For publishers, there may also be reputational risks from incorrect citations, upvotes, and the commercial risk of readers being referred elsewhere.
Decontextualized data
The research also reveals another issue. It suggests that ChatGPT can be a profitable cheat. The researchers recounted an incident in which ChatGPT mistakenly cited a website that had plagiarized a piece of “deeply reported” New York Times journalism, that is, by copying the text without attribution, as the source of the NYT story – guesswork, in that case. , the bot may have produced this false response to fill the information gap caused by its lack of clarity on the NYT website.
“This raises serious questions about OpenAI’s ability to filter and ensure the quality and authenticity of its data sources, especially when dealing with unauthorized or pirated content,” they suggested.
In another finding that may be relevant to publishers who subscribe to OpenAI, the study found that ChatGPT’s quotes were not always reliable in their contexts – so letting its hackers in doesn’t seem to guarantee accuracy, either.
The researchers argue that the key issue is that OpenAI technology treats journalism as “non-textual content”, regardless of the conditions of its original production.
Another issue research flags is the diversity of ChatGPT responses. The researchers tested asking the bot the same question multiple times and found that it “usually returned a different answer each time”. Although that is the general condition of GenAI tools, in general, in the case of such citations the consistency is too small if it is the precision you want.

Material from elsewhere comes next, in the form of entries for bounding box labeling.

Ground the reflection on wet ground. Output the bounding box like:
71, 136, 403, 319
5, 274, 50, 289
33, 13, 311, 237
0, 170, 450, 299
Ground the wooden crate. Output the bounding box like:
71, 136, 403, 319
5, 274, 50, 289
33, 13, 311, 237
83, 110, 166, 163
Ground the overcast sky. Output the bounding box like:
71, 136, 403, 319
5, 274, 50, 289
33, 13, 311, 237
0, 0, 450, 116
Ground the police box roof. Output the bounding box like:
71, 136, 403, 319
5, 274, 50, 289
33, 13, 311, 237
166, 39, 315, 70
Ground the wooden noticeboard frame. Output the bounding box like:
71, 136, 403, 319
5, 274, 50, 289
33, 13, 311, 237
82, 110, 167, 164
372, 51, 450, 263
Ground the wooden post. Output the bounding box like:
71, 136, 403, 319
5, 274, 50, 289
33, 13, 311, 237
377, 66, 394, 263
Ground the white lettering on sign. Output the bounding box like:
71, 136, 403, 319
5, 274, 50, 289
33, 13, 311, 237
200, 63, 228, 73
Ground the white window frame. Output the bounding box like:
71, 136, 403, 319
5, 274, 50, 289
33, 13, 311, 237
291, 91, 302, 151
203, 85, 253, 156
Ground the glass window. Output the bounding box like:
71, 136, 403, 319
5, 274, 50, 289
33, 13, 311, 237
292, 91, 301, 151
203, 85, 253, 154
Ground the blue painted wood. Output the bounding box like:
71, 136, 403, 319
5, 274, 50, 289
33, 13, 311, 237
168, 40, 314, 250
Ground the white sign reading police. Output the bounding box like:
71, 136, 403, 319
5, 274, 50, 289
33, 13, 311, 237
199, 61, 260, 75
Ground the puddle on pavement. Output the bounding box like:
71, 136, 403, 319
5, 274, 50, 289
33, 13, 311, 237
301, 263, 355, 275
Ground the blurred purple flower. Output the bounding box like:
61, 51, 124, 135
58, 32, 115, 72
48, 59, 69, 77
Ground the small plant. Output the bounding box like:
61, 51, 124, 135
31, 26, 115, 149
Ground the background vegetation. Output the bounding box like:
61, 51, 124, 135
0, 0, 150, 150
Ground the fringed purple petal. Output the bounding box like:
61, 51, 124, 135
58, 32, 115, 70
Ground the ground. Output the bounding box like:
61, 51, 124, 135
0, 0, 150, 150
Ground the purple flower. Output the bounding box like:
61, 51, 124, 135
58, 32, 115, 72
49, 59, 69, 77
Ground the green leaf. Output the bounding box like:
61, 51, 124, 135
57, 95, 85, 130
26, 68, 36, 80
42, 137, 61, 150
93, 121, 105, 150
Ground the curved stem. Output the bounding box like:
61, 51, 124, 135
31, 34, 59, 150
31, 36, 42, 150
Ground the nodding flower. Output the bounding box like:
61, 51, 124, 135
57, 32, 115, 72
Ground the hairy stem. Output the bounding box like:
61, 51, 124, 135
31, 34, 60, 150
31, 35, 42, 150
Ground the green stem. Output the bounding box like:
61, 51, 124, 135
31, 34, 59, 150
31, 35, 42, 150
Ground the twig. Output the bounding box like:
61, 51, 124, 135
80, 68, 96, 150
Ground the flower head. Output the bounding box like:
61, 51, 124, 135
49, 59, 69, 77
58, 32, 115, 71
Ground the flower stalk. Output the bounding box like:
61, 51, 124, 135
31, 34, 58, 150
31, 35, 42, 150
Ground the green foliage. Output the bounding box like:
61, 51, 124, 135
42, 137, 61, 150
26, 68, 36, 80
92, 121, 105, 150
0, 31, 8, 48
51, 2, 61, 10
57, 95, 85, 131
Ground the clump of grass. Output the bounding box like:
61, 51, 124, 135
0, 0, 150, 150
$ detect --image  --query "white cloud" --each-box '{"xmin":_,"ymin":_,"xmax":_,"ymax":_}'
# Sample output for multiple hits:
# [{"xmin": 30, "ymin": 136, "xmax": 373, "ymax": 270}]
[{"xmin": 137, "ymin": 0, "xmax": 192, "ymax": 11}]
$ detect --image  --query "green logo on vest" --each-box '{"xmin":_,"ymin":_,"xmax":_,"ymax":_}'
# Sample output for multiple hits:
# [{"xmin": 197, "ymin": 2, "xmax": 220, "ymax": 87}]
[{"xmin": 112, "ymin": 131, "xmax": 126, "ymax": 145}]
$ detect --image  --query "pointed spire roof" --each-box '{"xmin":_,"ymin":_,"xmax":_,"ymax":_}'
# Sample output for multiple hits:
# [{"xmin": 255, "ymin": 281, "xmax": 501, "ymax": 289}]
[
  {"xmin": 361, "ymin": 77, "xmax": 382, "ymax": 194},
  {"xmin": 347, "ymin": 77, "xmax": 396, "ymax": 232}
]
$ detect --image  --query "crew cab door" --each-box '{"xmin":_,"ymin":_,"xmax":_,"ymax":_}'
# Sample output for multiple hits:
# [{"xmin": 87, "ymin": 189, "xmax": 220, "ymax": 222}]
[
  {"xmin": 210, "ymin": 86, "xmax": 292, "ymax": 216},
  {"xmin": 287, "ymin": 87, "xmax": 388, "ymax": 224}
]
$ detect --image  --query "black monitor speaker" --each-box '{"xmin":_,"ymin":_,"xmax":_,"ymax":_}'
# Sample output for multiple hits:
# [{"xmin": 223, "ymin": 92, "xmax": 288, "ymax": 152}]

Although Tow’s research is small scale — the researchers admit that “rigorous” testing is needed — it’s noteworthy given the high-profile deals major publishers are busy cutting with OpenAI.
If media businesses were hoping that these systems would lead to exclusive management of their content against competitors, at least in terms of producing an accurate source, this study suggests that OpenAI has not provided any such consistency.
Although publishers don’t have licensing deals either I didn’t OpenAI crawlers have blocked them entirely – perhaps in the hope that they will at least pick up traffic if ChatGPT returns content about their stories – the study makes for depressing reading as well, as citations may be inaccurate in their contexts as well.
In other words, there is no guaranteed “visibility” for publishers in the OpenAI search engine even when they allow its searches to enter.
And completely banning searches does not mean that publishers can save themselves from reputational damage by avoiding any mention of their stories on ChatGPT. Research has found that the bot still misquotes New York Times articles despite ongoing litigation, for example.
‘A small minded agency’
The researchers concluded that as it stands, publishers have “little reasonable agency” in what happens to their content when ChatGPT gets its hands on it (directly or, well, indirectly).
The blog post includes a response from OpenAI to the findings of the study – which it accuses the researchers of conducting “unusual testing of our product”.
“We support publishers and creators by helping ChatGPT’s 250 million monthly users find quality content through summaries, citations, clear links, and attribution,” OpenAI also told them, adding: “We’ve worked with partners to improve citation accuracy in line and respect publisher preferences, including enabling how they appear in search by running OAI-SearchBot on their robots.txt. We will continue to improve search results.”